I went to a DJ night.

Last time I went to a DJ night was probably 50 years ago. The DJ spun vinyl records and talked a little.

Well, two nights ago I went to a 21st century DJ night. It had great music to dance. Although sometimes the percussion (drums, etc) were very repetitive. There was a guy that looked very busy, and rocking with the music. I danced up to where he was performing to have a look around.

He had a square console with maybe 50 illuminated buttons, and a half dozen knobs to turn. On his right was a laptop. He had a pair of headphones, but would only put them on for a few seconds.

It is obvious that he had a multitude of recorded stuff to select from.

But how does he do it? Other than filling the dance floor, what makes one DJ better than the next?

Play the right songs in the right order.

He reminds you to tip your bartender?

I jest, mostly. if a DJ is keeping people on the dance floor, he’s doing his job. If his audience wants to hear top-40 hits from the mid 90’s, it’s just his responsibility to queue up the Blues Traveler and let his audience have fun. A hallmark of a good DJ is figuring out what makes his audience tick (and ignoring that one drunk guy requesting the Ghostbusters Theme for the fourth time that night.)

But depending on the skills of the DJ in question, and the context of the venue, he may be doing little more than matching the beat of the outgoing track to the incoming track. If your DJ is competent, you shouldn’t hear a jarring change between the rhythm of two songs, even if they’re mostly at two completely different tempos.
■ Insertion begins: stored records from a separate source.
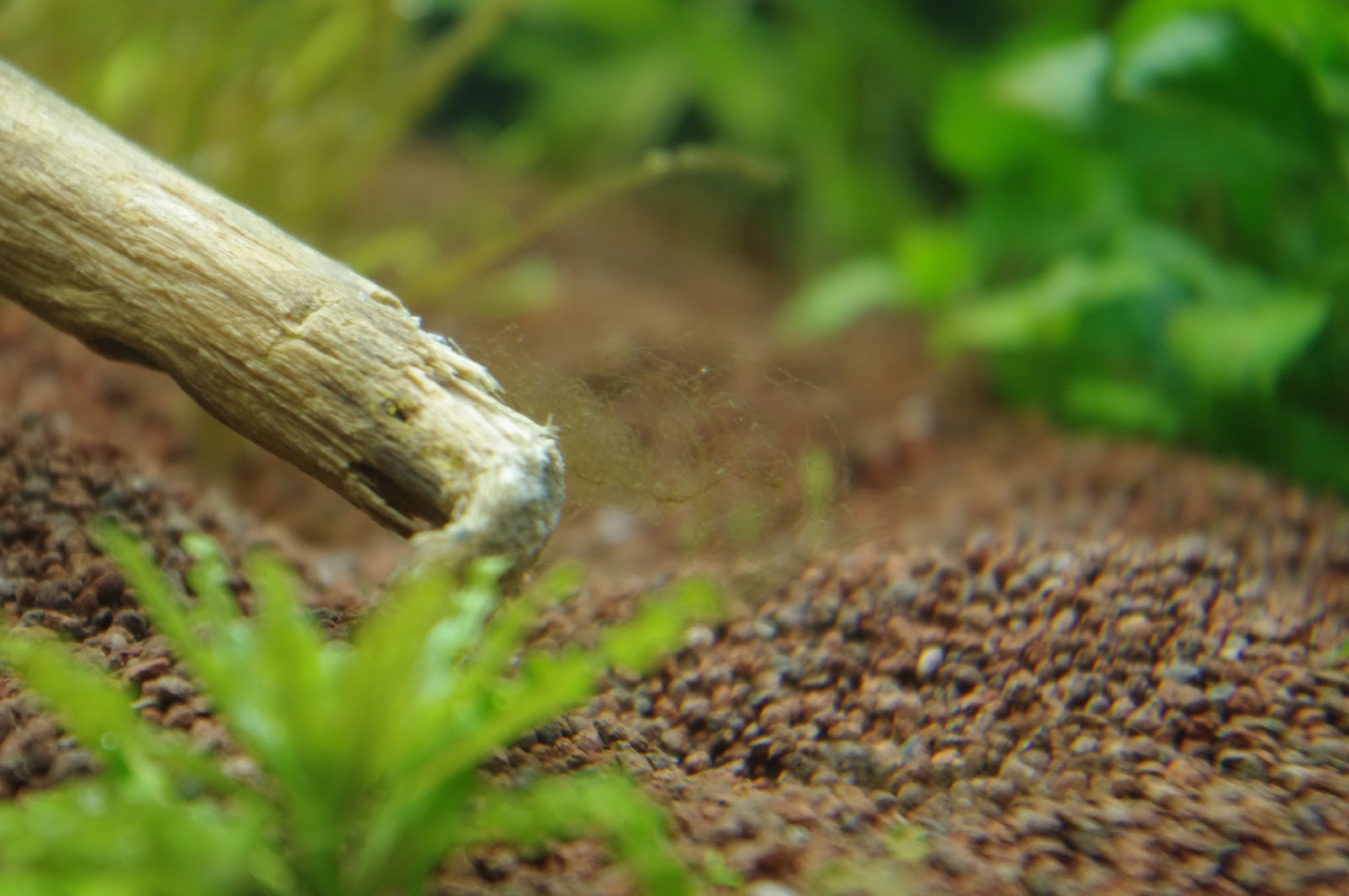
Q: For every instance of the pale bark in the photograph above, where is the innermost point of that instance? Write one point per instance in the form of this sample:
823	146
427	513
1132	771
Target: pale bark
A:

Other DJs will actually mix on the fly, using each of those incomprehensible buttons to add in beats, sounds or sampled segments in rhythmic loops to create a song. Or, it can be something in between, where the DJ will jazz up songs, by mixing in segments of other songs or adding other musical layers on top of it.

You’ve probably seen those times when the dance floor is packed, then a new song comes on and everyone drifts away. Good DJs don’t do that. They can read the crowd and know what to play next - bring the energy up, slow it down, etc.
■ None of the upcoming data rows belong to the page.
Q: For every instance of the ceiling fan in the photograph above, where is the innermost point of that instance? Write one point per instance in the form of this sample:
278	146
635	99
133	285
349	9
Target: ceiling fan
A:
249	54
I’m guessing since you said the percussion was a bit repetitive, it was electronica and the DJ was mixing one song into the next without a distinct switch. With software that matches the beats of two songs, it’s not as technically challenging as it used to be when they had to manually match the tempo and downbeat by altering the turntable speed (or at least it’s a different technical challenge). But the DJ still has to know what two songs will mix well together and at what point one needs to start. That requires knowing thousands of tracks in detail.
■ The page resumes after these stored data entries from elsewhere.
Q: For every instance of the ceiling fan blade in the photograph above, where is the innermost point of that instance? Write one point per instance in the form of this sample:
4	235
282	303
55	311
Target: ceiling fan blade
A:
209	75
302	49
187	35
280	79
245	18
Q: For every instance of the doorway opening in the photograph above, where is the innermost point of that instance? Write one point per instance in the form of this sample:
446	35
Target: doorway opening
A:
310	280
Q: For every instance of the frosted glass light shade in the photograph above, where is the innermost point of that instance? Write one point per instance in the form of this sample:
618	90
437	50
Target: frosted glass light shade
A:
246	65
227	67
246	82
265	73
Here’s a video with The Sklar Brothers really funny routine about the strip club dj

Moved to Cafe Society.

Colibri
General Questions Moderator

This…but I will add to it. Plays the right tracks in the right order that his crowd wants to hear. That makes a good DJ that’d I’d pay to go see.

Now from a bar owners’ perspective, a good resident DJ at a local bar knows the above and also when to empty a dance floor and drive everyone to the bar to buy drinks.

Technology has made it easy to be a bad disc jockey. Most have a good knowledge of EDM (electronic dance music) from Kraftwerk (circa 1978) to the biggest Las Vegas names, like Steve Aoki, who recently hosted an excellent radio show where he played his favourite music from the last 30 years.

Good songs have a very catchy rhythm or hook, with these songs endless similar variations are still being played years later. Some songs are particularly innovative. Many songs are popular for a week and fade into obscurity.

The best DJs don’t overplay a given artist (here’s more Drake!), can read the audience and keep people rushing to the dance floor (they’re playing this song!), can educate the a audience a bit without condescension, mix good songs of similar rhythm together well, play a variety of beats or musical sub genres, have a low key style (look at me! My name is on a billboard!), may have interesting video…

I suspect that luck has something to do with establishing a name, along with gigs in places like Ibiza and Vegas, but there is a real difference between a good and great DJ, even if not well described here. Seamless transition, every song perfect, completely control the mood and audience.